- Even during Level 2 of the lockdown, international travel to and from South Africa remains restricted.
- One of the few exceptions are repatriation flights, which require a mandatory quarantine period.
- But the toll of mounting stress and isolation may have long-term consequences on people’s mental health.
Jane Smith* saw a police car coming up and told the driver where to go before her group set off to an unknown location. She and the other passengers were allowed to disembark from their plane at OR Tambo in groups of 20 before being split in half and boarding shuttles.
The police car was escorting them.
Smith, 36, had been waiting for this day for eight weeks – on the couch of a friend’s one-bedroom apartment in New York City.
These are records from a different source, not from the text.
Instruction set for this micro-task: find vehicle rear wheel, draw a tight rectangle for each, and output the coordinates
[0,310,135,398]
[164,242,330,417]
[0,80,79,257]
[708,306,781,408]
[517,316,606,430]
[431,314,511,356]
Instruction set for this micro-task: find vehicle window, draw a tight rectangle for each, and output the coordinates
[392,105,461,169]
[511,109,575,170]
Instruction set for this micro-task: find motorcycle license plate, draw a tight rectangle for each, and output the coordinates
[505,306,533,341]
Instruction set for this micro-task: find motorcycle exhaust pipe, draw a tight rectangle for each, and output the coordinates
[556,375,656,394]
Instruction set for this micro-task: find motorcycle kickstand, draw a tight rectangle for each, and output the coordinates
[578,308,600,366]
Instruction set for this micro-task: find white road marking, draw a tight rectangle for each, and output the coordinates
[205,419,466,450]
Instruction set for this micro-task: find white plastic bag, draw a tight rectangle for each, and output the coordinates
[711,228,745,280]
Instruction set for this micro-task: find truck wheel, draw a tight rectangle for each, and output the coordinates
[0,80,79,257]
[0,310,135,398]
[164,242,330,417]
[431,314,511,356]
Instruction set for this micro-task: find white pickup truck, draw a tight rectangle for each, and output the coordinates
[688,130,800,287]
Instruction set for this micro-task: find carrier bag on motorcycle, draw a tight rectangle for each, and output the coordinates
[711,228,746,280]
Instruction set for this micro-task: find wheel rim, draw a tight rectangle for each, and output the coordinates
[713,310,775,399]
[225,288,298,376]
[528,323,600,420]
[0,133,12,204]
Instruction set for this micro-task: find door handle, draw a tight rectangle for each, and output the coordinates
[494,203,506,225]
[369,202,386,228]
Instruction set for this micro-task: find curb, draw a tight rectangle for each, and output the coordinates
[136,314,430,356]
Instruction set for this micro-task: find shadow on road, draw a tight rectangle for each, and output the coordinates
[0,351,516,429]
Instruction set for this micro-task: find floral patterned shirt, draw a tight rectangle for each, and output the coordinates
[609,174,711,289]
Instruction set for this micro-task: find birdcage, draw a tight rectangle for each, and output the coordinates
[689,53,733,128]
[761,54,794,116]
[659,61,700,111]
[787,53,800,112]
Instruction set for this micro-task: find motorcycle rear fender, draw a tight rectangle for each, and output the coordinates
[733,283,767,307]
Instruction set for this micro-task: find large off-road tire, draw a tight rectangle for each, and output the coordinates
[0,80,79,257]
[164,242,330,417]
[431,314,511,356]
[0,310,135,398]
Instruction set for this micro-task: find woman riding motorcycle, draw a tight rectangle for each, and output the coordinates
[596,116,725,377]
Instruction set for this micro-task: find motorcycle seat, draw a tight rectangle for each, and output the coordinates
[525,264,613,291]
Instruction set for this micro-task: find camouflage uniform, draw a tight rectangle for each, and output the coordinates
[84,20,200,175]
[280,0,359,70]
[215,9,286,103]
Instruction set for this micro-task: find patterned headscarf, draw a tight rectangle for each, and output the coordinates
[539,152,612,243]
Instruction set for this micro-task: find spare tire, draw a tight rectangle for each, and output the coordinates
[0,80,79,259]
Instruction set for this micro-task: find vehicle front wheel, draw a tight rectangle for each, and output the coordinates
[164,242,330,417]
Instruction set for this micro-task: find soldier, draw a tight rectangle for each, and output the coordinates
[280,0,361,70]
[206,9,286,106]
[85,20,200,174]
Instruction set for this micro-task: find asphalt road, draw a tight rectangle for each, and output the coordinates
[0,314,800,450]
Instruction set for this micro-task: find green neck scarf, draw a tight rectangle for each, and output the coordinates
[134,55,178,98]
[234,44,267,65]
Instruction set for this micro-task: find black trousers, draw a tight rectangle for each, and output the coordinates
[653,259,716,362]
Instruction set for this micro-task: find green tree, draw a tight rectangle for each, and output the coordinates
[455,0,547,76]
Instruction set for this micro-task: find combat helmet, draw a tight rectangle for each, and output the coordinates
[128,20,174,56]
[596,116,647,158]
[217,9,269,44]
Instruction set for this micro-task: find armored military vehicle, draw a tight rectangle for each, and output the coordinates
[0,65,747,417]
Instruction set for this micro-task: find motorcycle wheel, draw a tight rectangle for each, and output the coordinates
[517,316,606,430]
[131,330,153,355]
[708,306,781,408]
But now, she’s – once again – filled with anxiety.
Smith has no idea where the bus she’s been told to get on will take her to stay for the next almost two weeks. And her phone battery is dying, so soon she won’t be able to let her family know what’s going on either.
In early March, Smith’s life was turned around – literally.
The young lawyer thought she was traveling to New York for a three-week business trip. But within 24 hours after her arrival, the city had practically closed down and South Africa had closed its borders to international travelers.
Smith had flown into a disaster zone.
Both New York and South Africa had just reported their first Covid-19 cases – within days of each other. Smith, along with tens of thousands of other South Africans around the world, were stuck in the cities they had travelled to.
They sent dozens of desperate mails to the Department of International Relations and Cooperation (Dirco), contacted embassies, scoured Facebook groups and WhatsApped friends and family in South Africa to find out when they’d be able to return.
No one knew. Some couldn’t find a place to stay, many ran out of money.
But today, after an 18-hour repatriation flight arranged by Dirco, along with 275 mask-wearing passengers, Smith finally set foot on home soil – just as the sun was about to set.
Quarantine: necessary, but stressful
By 17 August, more than 19 000 people had been repatriated to South Africa after the country had closed its borders in March, Dirco’s records show.
Although domestic travel resumed during Level 2 of the lockdown, which was announced on 17 August, the country’s borders remain closed to international travellers, with repatriation flights remaining one of the few exceptions.
All repatriated citizens are required to spend at least 10 days in a state-sponsored quarantine facility to prevent them from spreading SARS-CoV-2, the virus which causes Covid-19, in case they had contracted it in the country where they were based. National guidelines stipulate that those who test positive for the virus on their arrival, or during quarantine, are transferred to an isolation facility, or the isolation section of a quarantine facility, where they will spend the rest of their isolation period with other Covid-19-positive patients.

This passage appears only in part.